Do you fancy dancing with the devil at midnight under a clear moonlit sky? If the answer is ‘no’ then you may be missing out on a fabulously entertaining night at the theatre.

East Anglian Daily Times: Hannah Howie as Prudencia in The Strange Undoing of Prudencia Hart by David Greig, Eastern Angles spring tour. Picture: MIKE KWASNIAKHannah Howie as Prudencia in The Strange Undoing of Prudencia Hart by David Greig, Eastern Angles spring tour. Picture: MIKE KWASNIAK (Image: © Mike Kwasniak Photography 2017)

Eastern Angles have revived a play originally commissioned in 2011 by the National Theatre of Scotland which examines the nature of folk tales in the Scottish borders. Prudencia Hart, played with bright-eyed wonder by Hannah Howie, is a collector of traditional border ballads. She may love the romance and the battles between good and evil they depict but she is essentially a collector who seeks to catalogue and record the works rather than ‘live them’.

As her arch-rival Dr Colin Syme, played with gleeful narcissism by Robin Hemmings, points out she is little more than a glorified librarian – that is until she escapes a rather alarming lock-in at a snow-bound pub and meets the charming owner of a local B&B, who it turns out is something of a collector of folk tales too and invites her to have a wander through his rather impressive library. At this point her experience of border ballads becomes more than academic.

Under the direction of Hal Chambers, this production is a cross between a genuinely upbeat folk gig with lots of great playing and a rather unnerving tale of the supernatural with a generous helping of academic satire thrown in for good measure.

The elements combine extremely well to create an evening like no other. All the actors – Simon Donaldson, Elspeth Turner along with Howie and Hemmings – all deliver brilliantly energetic and thoughtful performances and make up a decent folk band. In addition to the play proper they are on stage warming up, playing and greeting the audience before the show and are back out in the hall before the interval is half over.

Simon Donaldson relishes his role as an increasingly conflicted devil while Elspeth Turner turns her hand to a variety of roles from garrulous pub landlady to uptight academic and acts as an unofficial narrator.

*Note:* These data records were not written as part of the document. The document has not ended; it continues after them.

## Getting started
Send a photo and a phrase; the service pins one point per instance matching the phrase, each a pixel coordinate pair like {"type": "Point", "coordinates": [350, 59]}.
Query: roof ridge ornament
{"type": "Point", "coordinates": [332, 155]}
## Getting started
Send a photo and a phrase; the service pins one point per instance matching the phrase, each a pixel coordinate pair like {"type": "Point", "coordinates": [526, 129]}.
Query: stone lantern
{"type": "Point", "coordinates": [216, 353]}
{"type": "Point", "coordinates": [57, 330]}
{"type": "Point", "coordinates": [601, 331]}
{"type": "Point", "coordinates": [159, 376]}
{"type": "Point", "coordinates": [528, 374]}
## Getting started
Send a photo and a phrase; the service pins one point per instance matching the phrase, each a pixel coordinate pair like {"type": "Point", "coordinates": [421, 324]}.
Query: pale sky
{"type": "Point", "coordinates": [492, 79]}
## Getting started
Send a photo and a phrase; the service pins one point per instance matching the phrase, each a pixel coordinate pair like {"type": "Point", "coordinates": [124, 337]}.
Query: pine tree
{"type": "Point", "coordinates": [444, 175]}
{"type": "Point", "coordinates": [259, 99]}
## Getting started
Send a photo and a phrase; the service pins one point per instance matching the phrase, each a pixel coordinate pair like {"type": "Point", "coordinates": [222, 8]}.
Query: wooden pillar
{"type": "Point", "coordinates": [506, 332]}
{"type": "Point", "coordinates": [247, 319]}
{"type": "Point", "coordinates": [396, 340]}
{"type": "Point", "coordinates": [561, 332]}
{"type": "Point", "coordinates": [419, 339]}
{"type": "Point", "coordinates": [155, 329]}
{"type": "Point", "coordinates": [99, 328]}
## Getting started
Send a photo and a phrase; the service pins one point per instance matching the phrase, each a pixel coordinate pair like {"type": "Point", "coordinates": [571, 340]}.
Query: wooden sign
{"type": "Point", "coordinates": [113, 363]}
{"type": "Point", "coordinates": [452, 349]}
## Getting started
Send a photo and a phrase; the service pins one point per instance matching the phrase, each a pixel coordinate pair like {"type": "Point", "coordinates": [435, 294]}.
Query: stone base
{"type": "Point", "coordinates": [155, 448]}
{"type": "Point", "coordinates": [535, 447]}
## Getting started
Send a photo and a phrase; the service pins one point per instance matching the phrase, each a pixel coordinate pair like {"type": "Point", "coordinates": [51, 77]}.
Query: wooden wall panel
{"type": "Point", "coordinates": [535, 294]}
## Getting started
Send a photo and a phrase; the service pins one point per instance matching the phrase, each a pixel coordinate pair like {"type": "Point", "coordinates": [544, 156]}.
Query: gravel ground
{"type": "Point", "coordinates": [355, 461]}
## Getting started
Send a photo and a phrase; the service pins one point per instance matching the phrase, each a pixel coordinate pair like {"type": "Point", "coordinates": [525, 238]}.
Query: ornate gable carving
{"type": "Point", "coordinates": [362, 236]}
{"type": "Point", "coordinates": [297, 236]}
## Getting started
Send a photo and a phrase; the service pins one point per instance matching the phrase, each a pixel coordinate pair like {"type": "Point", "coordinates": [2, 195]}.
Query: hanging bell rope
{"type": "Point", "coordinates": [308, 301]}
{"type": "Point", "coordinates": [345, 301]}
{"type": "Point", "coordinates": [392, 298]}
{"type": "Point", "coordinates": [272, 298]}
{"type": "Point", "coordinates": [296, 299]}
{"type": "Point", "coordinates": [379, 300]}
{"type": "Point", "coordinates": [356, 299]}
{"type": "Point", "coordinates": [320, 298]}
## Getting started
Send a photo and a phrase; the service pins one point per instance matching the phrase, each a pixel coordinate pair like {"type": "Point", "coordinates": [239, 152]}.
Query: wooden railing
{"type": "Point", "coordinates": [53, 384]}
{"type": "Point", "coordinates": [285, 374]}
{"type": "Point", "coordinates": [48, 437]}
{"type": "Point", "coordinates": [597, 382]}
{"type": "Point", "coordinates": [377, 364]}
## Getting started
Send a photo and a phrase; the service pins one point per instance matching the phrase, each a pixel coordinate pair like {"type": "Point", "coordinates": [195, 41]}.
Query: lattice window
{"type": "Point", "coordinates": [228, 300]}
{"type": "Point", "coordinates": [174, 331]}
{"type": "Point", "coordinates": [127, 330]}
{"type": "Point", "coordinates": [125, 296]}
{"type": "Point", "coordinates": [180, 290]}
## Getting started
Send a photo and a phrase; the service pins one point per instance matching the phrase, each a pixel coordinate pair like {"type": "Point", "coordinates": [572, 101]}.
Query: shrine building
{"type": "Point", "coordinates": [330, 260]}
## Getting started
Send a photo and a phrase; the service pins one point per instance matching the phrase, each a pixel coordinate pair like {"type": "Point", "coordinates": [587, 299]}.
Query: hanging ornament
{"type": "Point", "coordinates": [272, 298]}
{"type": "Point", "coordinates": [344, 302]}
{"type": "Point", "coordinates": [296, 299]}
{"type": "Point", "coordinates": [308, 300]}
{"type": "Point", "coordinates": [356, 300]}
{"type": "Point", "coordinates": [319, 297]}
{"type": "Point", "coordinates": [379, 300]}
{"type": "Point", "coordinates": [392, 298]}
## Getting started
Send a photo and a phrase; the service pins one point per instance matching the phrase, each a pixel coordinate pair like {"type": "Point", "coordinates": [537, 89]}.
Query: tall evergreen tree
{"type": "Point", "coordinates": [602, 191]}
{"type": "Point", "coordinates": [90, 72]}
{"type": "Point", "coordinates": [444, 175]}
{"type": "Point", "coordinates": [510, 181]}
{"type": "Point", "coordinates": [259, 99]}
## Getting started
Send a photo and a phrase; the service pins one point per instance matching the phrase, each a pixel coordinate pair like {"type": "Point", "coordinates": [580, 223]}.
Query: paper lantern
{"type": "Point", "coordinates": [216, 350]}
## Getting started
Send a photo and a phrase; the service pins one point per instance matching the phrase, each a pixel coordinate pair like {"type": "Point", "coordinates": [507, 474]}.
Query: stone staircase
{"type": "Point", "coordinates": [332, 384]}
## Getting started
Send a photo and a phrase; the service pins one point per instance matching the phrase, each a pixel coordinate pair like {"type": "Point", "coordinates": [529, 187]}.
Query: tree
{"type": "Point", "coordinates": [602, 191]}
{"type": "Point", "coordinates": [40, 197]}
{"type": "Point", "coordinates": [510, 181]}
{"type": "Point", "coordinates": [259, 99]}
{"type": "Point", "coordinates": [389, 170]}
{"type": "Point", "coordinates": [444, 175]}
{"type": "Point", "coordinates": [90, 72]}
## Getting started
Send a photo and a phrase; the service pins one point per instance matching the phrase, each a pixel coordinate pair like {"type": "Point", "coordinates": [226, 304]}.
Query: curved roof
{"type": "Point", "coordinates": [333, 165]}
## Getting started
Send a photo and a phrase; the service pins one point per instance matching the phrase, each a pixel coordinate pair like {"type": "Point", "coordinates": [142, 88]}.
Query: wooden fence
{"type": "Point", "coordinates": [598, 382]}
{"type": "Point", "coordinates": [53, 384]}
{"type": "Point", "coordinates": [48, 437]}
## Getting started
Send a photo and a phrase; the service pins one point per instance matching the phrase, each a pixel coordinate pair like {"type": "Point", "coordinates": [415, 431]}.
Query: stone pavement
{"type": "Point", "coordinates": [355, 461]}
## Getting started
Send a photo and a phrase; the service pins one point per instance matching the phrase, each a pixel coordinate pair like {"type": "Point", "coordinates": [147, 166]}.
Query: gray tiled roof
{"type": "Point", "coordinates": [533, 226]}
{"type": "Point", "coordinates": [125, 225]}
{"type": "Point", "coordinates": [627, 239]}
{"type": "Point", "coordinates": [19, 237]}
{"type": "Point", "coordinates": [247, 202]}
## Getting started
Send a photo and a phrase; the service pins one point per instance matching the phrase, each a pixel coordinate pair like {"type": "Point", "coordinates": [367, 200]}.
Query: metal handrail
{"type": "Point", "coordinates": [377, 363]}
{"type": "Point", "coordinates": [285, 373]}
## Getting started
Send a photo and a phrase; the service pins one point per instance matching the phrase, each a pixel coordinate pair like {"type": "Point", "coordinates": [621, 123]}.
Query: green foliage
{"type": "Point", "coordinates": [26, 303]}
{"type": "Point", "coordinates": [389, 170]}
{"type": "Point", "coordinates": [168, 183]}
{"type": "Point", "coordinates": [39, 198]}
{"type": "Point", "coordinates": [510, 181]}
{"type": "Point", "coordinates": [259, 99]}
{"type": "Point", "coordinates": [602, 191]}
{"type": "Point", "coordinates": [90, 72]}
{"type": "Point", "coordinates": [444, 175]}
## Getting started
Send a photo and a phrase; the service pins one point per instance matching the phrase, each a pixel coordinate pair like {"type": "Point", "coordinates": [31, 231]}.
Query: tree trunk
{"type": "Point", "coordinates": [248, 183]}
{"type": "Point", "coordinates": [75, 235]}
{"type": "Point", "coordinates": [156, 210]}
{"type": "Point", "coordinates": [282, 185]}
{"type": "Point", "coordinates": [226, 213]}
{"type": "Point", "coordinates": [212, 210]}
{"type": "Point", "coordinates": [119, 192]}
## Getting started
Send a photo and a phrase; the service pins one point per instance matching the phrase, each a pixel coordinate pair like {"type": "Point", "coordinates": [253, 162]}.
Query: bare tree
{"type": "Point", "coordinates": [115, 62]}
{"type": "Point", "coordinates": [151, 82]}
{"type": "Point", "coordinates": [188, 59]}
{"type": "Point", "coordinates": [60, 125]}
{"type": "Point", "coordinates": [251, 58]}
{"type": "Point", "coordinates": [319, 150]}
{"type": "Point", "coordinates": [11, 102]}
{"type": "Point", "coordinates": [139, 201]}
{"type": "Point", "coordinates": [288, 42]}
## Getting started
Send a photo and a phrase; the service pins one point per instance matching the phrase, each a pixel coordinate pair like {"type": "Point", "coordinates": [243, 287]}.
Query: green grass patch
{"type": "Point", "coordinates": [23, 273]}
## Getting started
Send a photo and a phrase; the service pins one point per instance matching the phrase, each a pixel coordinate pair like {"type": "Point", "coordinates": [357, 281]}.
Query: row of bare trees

The staging of the play, with the audience sat at tables in front of Bex Palmer’s lovingly detailed pub set, gives the whole evening an immersive quality that works well. Hal Chambers often uses the tables as part of the action making the audience feel very involved.

Playwright David Greig cleverly inverts reality by ensuring that all the dialogue spoken in the real world is delivered in rhyme while the scenes set in hell are spoken as prose.

The Strange Undoing of Prudencia Hart delivers a satisfyingly unusual evening of theatre, which is both entertaining and packed full of inventive ideas. Terrific stuff.